Thoroughly vet technology
Conduct a thorough review of technology options before making a final choice. Review any existing research and evidence base for content, request demonstrations of the technology, and be familiar with personalization options for your employees. Especially for the workplace, prioritize convenience, ease of access, and anonymity to maximize the likelihood that employees will engage with the tool. Where possible, include a diversity of employee perspectives in this process.
Implementation
Communication
Leadership should use positive language (e.g., highlight that the goal of deployment is to “improve well-being”), remove the stigma associated with use, and place the technology into a broader context of how the organization will do its part to mitigate stressful working conditions. This includes transparency about the helpfulness and limitations of the tool and establishing a clear process for onboarding.
Confidentiality
The specifics of data confidentiality and how the data will be used should be elucidated before rollout, ensuring that employees will be fully informed of whether anyone in the organization will have access to their use or engagement data or this will remain private.
Culture
Cultivate a workplace climate that emphasizes the organizational importance and value of employee wellness. Employees should be aware that wellness matters and that the responsibility for employee well-being is shared between the organization and the employee. Equitable access to the digital mental health tool6 and honest discussion of other measures being taken at an organizational level can be part of the orientation. Leadership should emphasize that employee participation is voluntary. Although the use of incentives in workplace wellness programs has pros and cons, rewarding employee involvement (e.g., financial incentives, friendly workplace competition) as part of a multifaceted, nondiscriminatory well-being program should be considered.
Evaluation
Before adopting and launching any digital mental health technology, a plan and method should be established for determining whether the goals of the program are being achieved. Establishing a program evaluation plan before launch will help leadership understand the outcomes of implementing the resource. Again, involving a distribution of employees at the outset will aid in the evaluation process. Depending on the context, multiple perspectives should be considered, including organizational leadership and supervisors, employees, and even employee family members.
Responsibility
Although the technology is a resource, employers must take a full measure of how the conditions of work themselves contribute to stress, burnout, and poorer mental health. Taking steps to mitigate the impact of work on sleep and fatigue, schedule variability, job demands, and job control is the sine qua non of primary prevention and the goal of TWH for health workers.
ACKNOWLEDGMENTS
This work was supported in part by the Centers for Disease Control and Prevention (CDC), National Institute for Occupational Safety and Health (NIOSH; intergovernmental personnel agreements 19IPA1916740, 20IPA2014129-M02).
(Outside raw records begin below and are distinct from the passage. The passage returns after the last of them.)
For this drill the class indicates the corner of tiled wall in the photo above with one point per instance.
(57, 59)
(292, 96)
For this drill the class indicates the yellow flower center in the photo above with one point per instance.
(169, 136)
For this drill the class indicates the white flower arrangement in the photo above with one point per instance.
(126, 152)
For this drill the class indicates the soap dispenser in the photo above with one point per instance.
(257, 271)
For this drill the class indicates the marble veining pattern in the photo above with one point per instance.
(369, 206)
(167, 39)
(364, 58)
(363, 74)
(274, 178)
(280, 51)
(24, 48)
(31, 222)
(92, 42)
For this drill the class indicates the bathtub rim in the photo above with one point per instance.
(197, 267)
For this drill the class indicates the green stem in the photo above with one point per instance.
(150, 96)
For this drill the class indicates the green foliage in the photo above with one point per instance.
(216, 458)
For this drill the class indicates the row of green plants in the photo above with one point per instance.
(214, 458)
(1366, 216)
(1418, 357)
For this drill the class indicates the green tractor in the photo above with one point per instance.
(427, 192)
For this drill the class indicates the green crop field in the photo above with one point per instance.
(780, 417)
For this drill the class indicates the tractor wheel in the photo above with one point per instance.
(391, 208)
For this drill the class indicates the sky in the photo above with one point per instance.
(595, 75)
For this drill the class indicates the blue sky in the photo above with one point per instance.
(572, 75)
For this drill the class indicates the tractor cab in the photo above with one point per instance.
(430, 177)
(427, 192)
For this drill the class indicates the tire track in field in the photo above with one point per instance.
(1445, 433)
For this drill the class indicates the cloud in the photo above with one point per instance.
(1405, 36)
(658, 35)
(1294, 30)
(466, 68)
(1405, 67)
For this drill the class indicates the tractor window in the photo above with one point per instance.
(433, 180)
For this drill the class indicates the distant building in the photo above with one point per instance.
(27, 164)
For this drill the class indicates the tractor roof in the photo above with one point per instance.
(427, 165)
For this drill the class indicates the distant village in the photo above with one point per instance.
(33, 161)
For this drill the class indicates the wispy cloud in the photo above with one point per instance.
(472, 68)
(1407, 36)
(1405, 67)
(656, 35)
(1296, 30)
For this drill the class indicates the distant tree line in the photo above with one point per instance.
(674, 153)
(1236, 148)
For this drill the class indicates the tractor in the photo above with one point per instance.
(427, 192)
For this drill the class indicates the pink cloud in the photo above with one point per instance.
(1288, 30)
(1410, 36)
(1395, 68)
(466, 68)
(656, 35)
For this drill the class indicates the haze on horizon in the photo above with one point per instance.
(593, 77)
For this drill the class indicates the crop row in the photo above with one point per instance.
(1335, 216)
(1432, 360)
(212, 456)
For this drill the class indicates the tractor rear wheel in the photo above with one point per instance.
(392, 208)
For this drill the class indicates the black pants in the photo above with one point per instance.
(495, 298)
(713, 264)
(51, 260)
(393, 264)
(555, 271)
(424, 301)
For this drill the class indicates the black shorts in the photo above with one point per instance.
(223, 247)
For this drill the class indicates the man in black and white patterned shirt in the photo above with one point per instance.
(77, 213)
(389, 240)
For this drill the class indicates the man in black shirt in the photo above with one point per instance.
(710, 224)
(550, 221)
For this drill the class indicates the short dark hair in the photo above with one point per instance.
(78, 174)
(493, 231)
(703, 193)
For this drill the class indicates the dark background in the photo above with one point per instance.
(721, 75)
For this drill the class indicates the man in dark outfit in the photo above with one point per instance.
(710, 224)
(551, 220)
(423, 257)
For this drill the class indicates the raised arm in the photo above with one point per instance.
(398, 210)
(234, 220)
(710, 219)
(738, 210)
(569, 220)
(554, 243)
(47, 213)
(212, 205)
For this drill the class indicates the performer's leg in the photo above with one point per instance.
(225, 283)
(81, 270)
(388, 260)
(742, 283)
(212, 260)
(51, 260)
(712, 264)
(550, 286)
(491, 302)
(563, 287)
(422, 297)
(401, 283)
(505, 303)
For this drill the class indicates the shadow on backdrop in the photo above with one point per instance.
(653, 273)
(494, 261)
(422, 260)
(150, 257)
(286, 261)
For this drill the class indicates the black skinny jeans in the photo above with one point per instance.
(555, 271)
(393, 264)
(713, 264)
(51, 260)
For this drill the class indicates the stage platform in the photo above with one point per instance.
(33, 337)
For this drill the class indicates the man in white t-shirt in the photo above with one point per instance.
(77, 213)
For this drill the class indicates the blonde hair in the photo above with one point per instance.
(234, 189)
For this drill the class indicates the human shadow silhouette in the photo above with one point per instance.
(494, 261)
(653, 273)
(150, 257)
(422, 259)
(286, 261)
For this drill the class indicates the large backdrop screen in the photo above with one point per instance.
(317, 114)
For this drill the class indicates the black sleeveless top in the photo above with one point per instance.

We wish to thank Matthew Schilz for his assistance with this work.
“Total Worker Health” is a registered trademark of the US Department of Health and Human Services (HHS).
Note. Participation by AJPH does not imply endorsement by the HHS, the CDC, or the NIOSH. The views expressed in this essay are our own and do not necessarily express the views or opinions of the CDC.
CONFLICTS OF INTEREST
The authors have no conflicts of interest to disclose.
HUMAN PARTICIPANT PROTECTION
This project did not include human participants; therefore, institutional review board approval was not obtained.